Mais Dumbledore cite la Bible à un autre endroit.
Après que Harry et Hermione ont découvert la tombe de la mère et de la soeur de Dumbledore, ils trouvent celle des parents de Harry. Sur cette pierre tombale aussi figure un épitaphe et une autre citation de la Bible: «The last enemy that shall be destroyed is death» (« Le dernier ennemi à détruire, c’est la mort ») (Premier épître aux Corinthiens 15:26). Il est probable que Dumbledore soit également à l’origine de ce choix d’inscription. Le passage cité se réfère à la crucifixion et à la résurrection de Jésus qui détruit la mort. Rowling via Dumbledore aurait pu inscrire n’importe quoi sur la tombe des Potter, alors pourquoi citer la Bible? Je l’imagine trop consciencieuse, en tant qu’écrivain pour oser une telle référence sans que cela soit parfaitement délibéré.

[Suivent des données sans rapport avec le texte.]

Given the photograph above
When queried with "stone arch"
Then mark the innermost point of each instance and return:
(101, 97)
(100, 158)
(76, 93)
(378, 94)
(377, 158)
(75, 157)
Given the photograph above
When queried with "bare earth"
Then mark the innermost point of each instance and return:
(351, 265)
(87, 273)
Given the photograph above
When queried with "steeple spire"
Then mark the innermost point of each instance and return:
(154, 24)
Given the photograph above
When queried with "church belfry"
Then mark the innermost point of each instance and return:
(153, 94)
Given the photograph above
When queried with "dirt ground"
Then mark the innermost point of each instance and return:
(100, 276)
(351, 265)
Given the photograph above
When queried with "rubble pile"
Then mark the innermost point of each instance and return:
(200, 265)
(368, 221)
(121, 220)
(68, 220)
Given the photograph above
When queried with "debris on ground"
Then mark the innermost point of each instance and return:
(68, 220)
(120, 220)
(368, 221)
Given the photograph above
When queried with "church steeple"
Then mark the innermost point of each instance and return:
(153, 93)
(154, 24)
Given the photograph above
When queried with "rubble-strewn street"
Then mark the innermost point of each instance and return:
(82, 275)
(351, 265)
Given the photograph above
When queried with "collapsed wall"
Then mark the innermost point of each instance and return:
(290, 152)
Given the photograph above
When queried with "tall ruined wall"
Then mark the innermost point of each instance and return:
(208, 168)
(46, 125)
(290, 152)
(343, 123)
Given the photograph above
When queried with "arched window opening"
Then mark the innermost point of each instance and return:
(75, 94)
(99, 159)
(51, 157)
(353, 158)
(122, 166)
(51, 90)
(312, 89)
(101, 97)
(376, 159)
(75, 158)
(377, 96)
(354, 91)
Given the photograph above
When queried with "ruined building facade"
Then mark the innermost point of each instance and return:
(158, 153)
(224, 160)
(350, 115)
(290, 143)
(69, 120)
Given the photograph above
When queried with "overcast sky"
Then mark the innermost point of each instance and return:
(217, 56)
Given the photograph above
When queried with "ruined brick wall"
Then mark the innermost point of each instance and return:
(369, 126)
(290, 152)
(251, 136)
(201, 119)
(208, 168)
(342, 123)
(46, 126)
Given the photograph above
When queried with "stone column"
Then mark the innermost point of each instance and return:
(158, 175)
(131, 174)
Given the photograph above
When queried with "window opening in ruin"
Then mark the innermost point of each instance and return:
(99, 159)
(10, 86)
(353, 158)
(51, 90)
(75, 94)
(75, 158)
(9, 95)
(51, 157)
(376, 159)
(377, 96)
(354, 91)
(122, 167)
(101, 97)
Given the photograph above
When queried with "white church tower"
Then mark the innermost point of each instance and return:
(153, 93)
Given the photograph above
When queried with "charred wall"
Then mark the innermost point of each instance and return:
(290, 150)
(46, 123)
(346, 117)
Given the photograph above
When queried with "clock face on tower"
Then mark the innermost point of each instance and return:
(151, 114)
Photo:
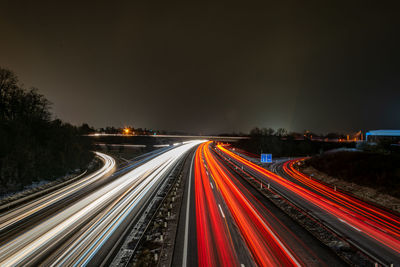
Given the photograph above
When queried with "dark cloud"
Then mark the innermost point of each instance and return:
(210, 67)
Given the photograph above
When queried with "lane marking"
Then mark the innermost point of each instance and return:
(220, 209)
(185, 244)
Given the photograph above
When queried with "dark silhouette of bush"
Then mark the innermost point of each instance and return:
(32, 145)
(281, 144)
(377, 170)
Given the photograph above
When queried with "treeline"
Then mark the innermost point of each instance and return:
(280, 143)
(377, 170)
(33, 146)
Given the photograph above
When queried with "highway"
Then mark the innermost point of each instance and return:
(371, 229)
(225, 221)
(85, 232)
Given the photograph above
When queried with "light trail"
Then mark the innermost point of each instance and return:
(371, 221)
(214, 245)
(266, 247)
(110, 205)
(10, 218)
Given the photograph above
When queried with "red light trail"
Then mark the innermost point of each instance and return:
(266, 247)
(363, 217)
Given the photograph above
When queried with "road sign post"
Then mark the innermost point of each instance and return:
(266, 158)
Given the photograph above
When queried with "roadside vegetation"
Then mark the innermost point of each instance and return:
(280, 143)
(373, 169)
(33, 146)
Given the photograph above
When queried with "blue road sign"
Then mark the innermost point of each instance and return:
(266, 158)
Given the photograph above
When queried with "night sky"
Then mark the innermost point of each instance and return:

Encore une dernière chose. Certains critiques chrétiens de l’oeuvre de Rowling prétendent que l’écrivain n’est pas très claire lorsqu’elle s’aventure sur le sujet de ses convictions sur l’au-delà. Ce qui est intéressant c’est que cette critique est souvent formulée par des lecteurs chrétiens qui apprécient Harry Potter mais ont le sentiment que le sujet de l’Eternité est sous-développé. Certes il y a des fantômes, oui une part des sorciers vit dans leurs tableaux et photos, c’est vrai qu’il y a une pierre de résurrection qui, en quelque sorte, ramène les morts à la vie ; le fameux chapitre « King’s Cross » dans the Deathly Hallows a même des airs de paradis, mais il me semble cependant, que tout comme Jésus dans le Sermon sur la Montagne, Rowling s’intéresse bien plus à l’aspect terrestre de l’Eternité.